正解は「本当は犬や猫にも歯みがきは必要」なのです。でも、それは何故なのでしょう。

 犬も猫もキレイな歯(病院で歯垢、歯石を除去し、ツルツル・ピカピカにみがきあげた歯)は、約20分で表面は「ぺリクル」という唾液由来の糖タンパク性の膜で覆われます。ペリクル自体は無菌で、歯をコートし酸などから守る大切なものです。しかし、このペリクルを足場として歯垢(プラーク)の付着が始まります。歯垢は虫歯菌や歯周病菌などの微生物のかたまりです。他には口の中の白血球、唾液由来のタンパク質、口腔粘膜の上皮細胞、食物残渣(食べカス)などから構成されています。食べカスは歯垢そのものではないのですが、口の中の細菌は食べカスを栄養源としているので、歯垢とは密接な関係があります。歯垢はネバネバしているので水を飲んだり(人間の場合うがいや洗口剤を利用したり)」程度では落とせませんが、物理的にこすり落とすという「ブラッシング」で簡単に落とすことができます。しかし、歯垢も時間がたつといろいろな雑菌類が層状に、細菌同士が様々な物質を出しあって結びつき、ヌルヌル・ネトネトの膜状に結束してこびりつき、口の中の自浄物質や免疫物質、抗生物質などが届かないようにびっしり張り付いてしまいます。これが「バイオフィルム」といわれるものです(歯垢はバイオフィルムの一種、もしくは同じものだという考えもあります。)。 

 バイオフィルムは比較的新しく言われはじめた言葉なので歯垢やプラークなどより耳馴染みがないかもしれません。バイオフィルムは口の中だけでなく身近なあちこちにあります。例えば台所の三角コーナーや水回りに発生する「ぬめり」、川の中の石の表面のヌルヌルなどです。いずれもこびりつき簡単にこすり落とせないものですね。これの口の中バージョンが今回お話ししているバイオフィルムです。歯垢がバイオフィルムとなりびっしりこびりつくともうブラッシングでは取り去ることができなくなります。そして、それらに唾液中のカルシウムやリンが加わり歯石となります。歯石になるのは人間の場合25日くらいといわれていますが、犬では25日、猫では1週間ぐらいです。これは人間に比べて動物は口の中がアルカリ性で虫歯が少ない代わりに歯石ができやすいという口内環境の違いによります。歯石になるとその中の細菌はカチカチに閉じ込められ働くことはできませんが、歯石表面のザラザラは歯周病菌の付着する格好の足場となり、いよいよ歯周病が悪化していくこととなります。

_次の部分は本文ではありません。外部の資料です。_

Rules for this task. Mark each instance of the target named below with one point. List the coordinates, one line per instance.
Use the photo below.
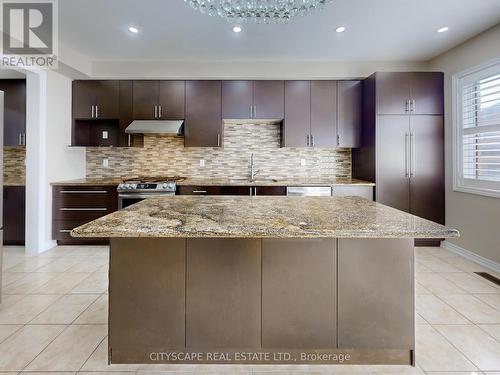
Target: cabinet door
(84, 97)
(393, 93)
(14, 111)
(349, 99)
(14, 215)
(107, 99)
(269, 99)
(146, 95)
(172, 100)
(393, 186)
(427, 169)
(203, 125)
(324, 113)
(427, 92)
(297, 113)
(237, 99)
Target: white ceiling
(377, 30)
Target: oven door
(128, 199)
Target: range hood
(163, 127)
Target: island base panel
(258, 301)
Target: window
(476, 125)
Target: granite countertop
(262, 217)
(226, 182)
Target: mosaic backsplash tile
(164, 155)
(14, 165)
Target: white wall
(48, 156)
(476, 217)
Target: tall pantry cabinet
(403, 141)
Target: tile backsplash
(14, 164)
(164, 155)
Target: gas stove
(133, 190)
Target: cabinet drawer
(198, 190)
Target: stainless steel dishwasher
(309, 191)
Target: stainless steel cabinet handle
(84, 192)
(413, 154)
(407, 167)
(83, 209)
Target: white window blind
(477, 130)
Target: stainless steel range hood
(163, 127)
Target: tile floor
(54, 314)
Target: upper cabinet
(96, 100)
(253, 99)
(154, 100)
(322, 114)
(14, 111)
(203, 122)
(409, 93)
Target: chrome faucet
(253, 172)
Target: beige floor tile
(435, 353)
(66, 309)
(478, 346)
(26, 309)
(470, 283)
(19, 349)
(62, 284)
(473, 309)
(97, 313)
(96, 282)
(29, 283)
(437, 265)
(8, 330)
(491, 299)
(98, 361)
(492, 329)
(70, 350)
(437, 284)
(435, 311)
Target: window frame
(460, 184)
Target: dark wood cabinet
(154, 100)
(96, 99)
(297, 125)
(419, 93)
(349, 118)
(253, 99)
(203, 123)
(323, 114)
(73, 206)
(269, 99)
(14, 215)
(14, 111)
(404, 153)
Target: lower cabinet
(73, 206)
(14, 215)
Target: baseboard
(487, 263)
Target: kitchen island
(224, 279)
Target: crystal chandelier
(257, 11)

そして、歯石はいくら頑張ってブラッシングしても落ちることはありません。

 歯周病菌は毒素を出して歯肉にダメージを与え、炎症をおこし、炎症によって作り出された物質がさらなるダメージを与え歯肉炎から歯周病へと悪化していきます。歯肉炎がおきると歯肉が腫れ、歯周ポケットが深くなり、歯肉の退行、歯のぐらつきがみられ、さらに進行すると顎や頬の骨を溶かしてしまうこともあります。歯が抜け落ちてしまうこともあります。歯の根のところまで感染が進むと「根尖周囲膿瘍(歯槽膿瘍、歯根周囲膿瘍)」となり目の下や頬が腫れ、骨を溶かして血膿があふれ出します(皮下膿瘍、外歯瘻)。なかには目の後ろや副鼻腔に膿がたまり、血膿の涙や血混じりのくしゃみが出たり、たまった血膿で額が腫れあがったりすることがあります。こうなっては原因となっている歯を抜いて化膿している部位を掻きだしてきれいに消毒をして縫合する外科手術を行うしかありません。しかも、このような症状を訴える犬や猫達は高齢で心疾患、腎疾患、その他の持病のため全身麻酔下での抜歯等の手術を実施するにはハイリスクとなってしまっているケースが多いです。理想は全身麻酔下での手術だとわかっていながらもやむを得ず内科的に抗生物質を投与するなどの消極的な処置しかできないこともあります。しかし、根尖周囲膿瘍は菌と膿の塊なので抗生物質の内服や注射では完治することはありません。化膿巣をかかえながら、だましだまし行くしかありません。もちろん化膿菌が全身に及んでしまう危険もあります。また下顎の骨が溶けて弱まると簡単に下顎骨折を起こしてしまうこともあります。下顎骨折となると治療は一層難しくなります。

 歯肉炎から歯周病へと悪化した場合、歯肉は腫れてすぐに出血し、歯肉も歯も歯を支える顎の骨もボロボロになってしまうことは上に述べた通りですが、それだけにとどまらずバイオフィルムとなった菌の塊は歯周組織からバイオフィルムごと血流にのって体内に入り込み、血栓、化膿性腎炎、心内膜炎、肝膿瘍、肺炎などを引き起こすことがあります。我々獣医師も、デンタルケアは「口臭や歯石で汚れている」という目先の問題ではなく「全身疾患の予防の一つ」と考えています。ご家庭でもデンタルケアができるかどうかでこれらの病気にかかるリスクを下げることができるなら、何とか家族である動物達に自宅でできるデンタルケアに取り組んでみようと思いませんか?

 

どうしたら歯みがきをさせてくれるの??

 今までの説明でデンタルケアの大切さはよくわかったと思います。では、現実問題として目の前の愛犬・愛猫に対して何をどこから始めればよいのでしょう?

 ここで大切なのはスモールステップでご褒美を使いながら気長に気長に動物達が安心できるペースで進めていくことです。愛犬のおすわりやお手もほめながら少しずつ教えたことを覚えていますか?意外に思われるかもしれませんが猫も教えればおすわりやお手ができるようになります。成功の秘訣は上にも述べたようにご褒美(おやつ)と動物が飽きない短時間のトレーニングを気長に繰り返すことです。水族館のアシカやイルカ、シャチなどもそのような地道なトレーニングを積んでいろいろな芸を私達に見せてくれるようになるのです。

 

 その子の性格や年齢、経験などによりマスターしていくペースは異なります。11つのステップが1週間もかからずにできるようになる子がいれば1ヶ月以上かかる子もいますが、あせらずコミュニケーションのひとつと思ってまずは始めてみてください。